Abstract

Critical thinking is considered a necessary learning outcome for all college students and essential for academic and career success.  There are many challenges to developing a comprehensive approach to teaching and assessing critical thinking skills. Although the literature has many examples of the incorporation of critical thinking and assessment into courses, longitudinal studies following engineering students through their undergraduate career are lacking.  This study assessed the impact of using the Paul-Elder Critical Thinking Framework to enhance undergraduate students’ critical thinking skills with the hypothesis: There will be a significant increase in undergraduate students’ critical thinking abilities from the freshman to the senior year with the explicit and strategic incorporation of critical thinking assignments. The research question was, “How do the critical thinking skills of undergraduate engineering students change as they progress through the engineering program with the explicit and strategic incorporation of critical thinking assignments?” The study was a descriptive, longitudinal study of three engineering student cohorts as they progressed through the four year undergraduate program.

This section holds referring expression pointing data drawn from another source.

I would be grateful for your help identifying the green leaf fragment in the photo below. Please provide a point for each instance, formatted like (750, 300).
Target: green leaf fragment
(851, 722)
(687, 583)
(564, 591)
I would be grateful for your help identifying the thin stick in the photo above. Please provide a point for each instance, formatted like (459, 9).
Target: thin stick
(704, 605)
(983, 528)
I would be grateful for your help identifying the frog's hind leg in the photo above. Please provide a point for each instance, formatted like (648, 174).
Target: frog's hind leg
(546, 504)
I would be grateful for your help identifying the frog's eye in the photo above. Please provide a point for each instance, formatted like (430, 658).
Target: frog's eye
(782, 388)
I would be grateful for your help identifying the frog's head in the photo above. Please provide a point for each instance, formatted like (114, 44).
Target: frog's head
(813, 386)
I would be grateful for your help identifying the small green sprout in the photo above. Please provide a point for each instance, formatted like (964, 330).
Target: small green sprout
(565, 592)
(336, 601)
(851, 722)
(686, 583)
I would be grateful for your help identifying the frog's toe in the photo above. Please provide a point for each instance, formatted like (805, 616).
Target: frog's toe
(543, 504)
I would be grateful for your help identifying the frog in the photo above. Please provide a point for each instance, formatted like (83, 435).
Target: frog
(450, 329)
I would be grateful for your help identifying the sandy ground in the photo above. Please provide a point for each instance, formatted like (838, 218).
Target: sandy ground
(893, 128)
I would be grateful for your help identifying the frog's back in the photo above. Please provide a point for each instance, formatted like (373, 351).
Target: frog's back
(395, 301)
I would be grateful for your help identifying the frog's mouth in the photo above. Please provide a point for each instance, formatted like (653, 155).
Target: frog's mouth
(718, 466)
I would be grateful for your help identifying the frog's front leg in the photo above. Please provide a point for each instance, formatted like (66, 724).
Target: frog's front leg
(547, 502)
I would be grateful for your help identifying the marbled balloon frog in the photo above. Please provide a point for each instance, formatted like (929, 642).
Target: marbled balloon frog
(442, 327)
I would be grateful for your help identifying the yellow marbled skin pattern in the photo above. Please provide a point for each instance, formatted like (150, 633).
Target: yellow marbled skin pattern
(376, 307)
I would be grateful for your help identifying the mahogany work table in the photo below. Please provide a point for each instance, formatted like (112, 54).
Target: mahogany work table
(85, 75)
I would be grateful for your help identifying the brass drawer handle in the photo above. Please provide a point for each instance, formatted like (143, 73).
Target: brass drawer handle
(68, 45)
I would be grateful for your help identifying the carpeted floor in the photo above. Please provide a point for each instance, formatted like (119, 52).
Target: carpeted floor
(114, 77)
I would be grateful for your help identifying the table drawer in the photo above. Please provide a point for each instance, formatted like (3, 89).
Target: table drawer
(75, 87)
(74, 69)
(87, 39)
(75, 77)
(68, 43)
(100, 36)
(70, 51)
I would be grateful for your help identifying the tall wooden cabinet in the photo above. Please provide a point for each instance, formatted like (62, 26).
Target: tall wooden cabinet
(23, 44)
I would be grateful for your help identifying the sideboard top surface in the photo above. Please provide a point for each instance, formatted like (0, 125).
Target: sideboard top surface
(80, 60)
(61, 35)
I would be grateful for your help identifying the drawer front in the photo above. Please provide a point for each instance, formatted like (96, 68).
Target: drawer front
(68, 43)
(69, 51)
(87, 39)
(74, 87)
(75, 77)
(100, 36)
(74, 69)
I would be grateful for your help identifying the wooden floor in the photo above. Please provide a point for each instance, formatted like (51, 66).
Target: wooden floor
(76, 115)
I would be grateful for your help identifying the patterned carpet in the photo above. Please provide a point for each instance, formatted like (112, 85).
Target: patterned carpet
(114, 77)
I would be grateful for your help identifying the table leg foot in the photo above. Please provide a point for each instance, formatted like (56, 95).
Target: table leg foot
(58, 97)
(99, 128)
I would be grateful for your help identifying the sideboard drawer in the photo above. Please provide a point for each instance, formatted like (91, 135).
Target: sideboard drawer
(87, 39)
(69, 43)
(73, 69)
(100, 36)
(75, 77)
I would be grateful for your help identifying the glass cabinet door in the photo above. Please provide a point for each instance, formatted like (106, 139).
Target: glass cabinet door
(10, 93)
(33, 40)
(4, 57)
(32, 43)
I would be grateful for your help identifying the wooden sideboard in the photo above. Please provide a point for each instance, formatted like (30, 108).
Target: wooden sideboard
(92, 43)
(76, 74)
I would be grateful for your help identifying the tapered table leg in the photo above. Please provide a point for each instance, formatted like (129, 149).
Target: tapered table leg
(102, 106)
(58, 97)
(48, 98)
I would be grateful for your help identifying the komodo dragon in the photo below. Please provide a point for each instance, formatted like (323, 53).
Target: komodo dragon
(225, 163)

The study was approved by the university’s Institutional Review Board. There was a statistically significant increase in critical thinking scores over the four years for each of the three cohorts. Integrating and evaluating critical thinking assignments into engineering curricula is possible, but a major challenge to critical thinking assessment using a holistic rubric is training engineering faculty in their use.  The results are encouraging, and participating faculty agree; but sustaining these efforts to imbed critical thinking assignments throughout the engineering college curriculum will require effort and administrative support.